Dr. Golomb's ability to stun his college instructor using memorized information reminds me of one of my own college experiences. In my case, I stunned my art history teacher with my ability to perfectly recall the names of 60 paintings, their respective artists, and the exact year each one was painted. Was I instantly regarded as an art genius? No, I was accused of cheating (click that link for the full story).

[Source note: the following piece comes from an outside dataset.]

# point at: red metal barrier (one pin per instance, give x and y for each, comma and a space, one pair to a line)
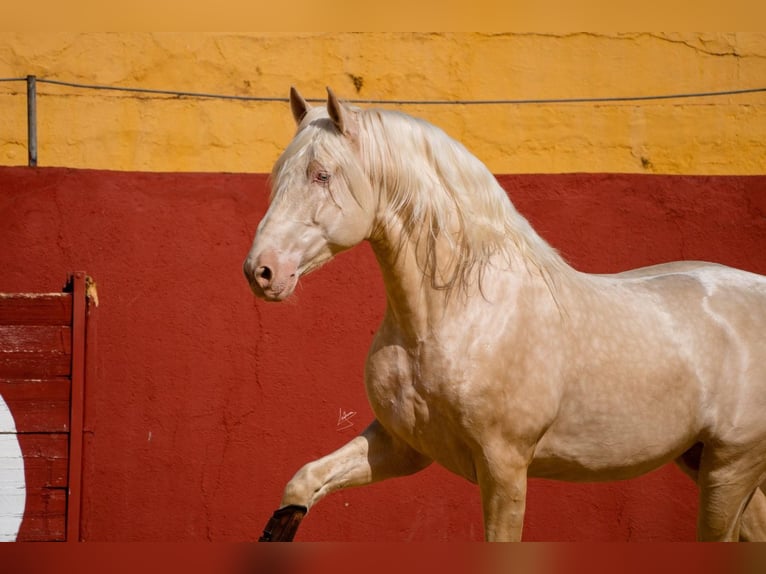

I'll wrap this post up with a story of memory skill that happened back in Ancient Greece in the 5th or 6th century BC, yet still resonates to this day. Simonides of Ceos, a respected Greek poet, was attending a well-attended banquet dinner. Like all orators of the time, Simonides possessed a great memory as a tool of his trade. After giving his speech toasting the guest of honor, Simonides went outside for a break. While he was there, the roof of the structure collapsed, killing everyone who was inside. As the excavation happened, city officials called for Simonides' help to identify the bodies.

Incredibly, Simonides was able to identify every body from the banquet dinner! He later realized that he was able to do this because he knew the people by where they were sitting. It was this experience that inspired him to create a formal memory system based on locations. This system is still used today, and is known as the Journey System. It involves visualizing something that represents the first point of your presentation in the first location of some familiar place (say, the bedroom where you wake up). To recall your second point, you mentally travel to the second point in your journey (say, the hall outside your bedroom), and see a different image there. In this way, it's possible to remember hundreds of different points without any notes.

The memory system itself isn't all that survives to this day. As orators throughout the ages used this same technique, it wasn't uncommon for them to refer to the journey through their mental structures as the speech was given. This tradition of references to mental journey stayed around long enough that it eventually came into the English language as, “In the first place . . . ,” “In the second place . . . ,” and so on.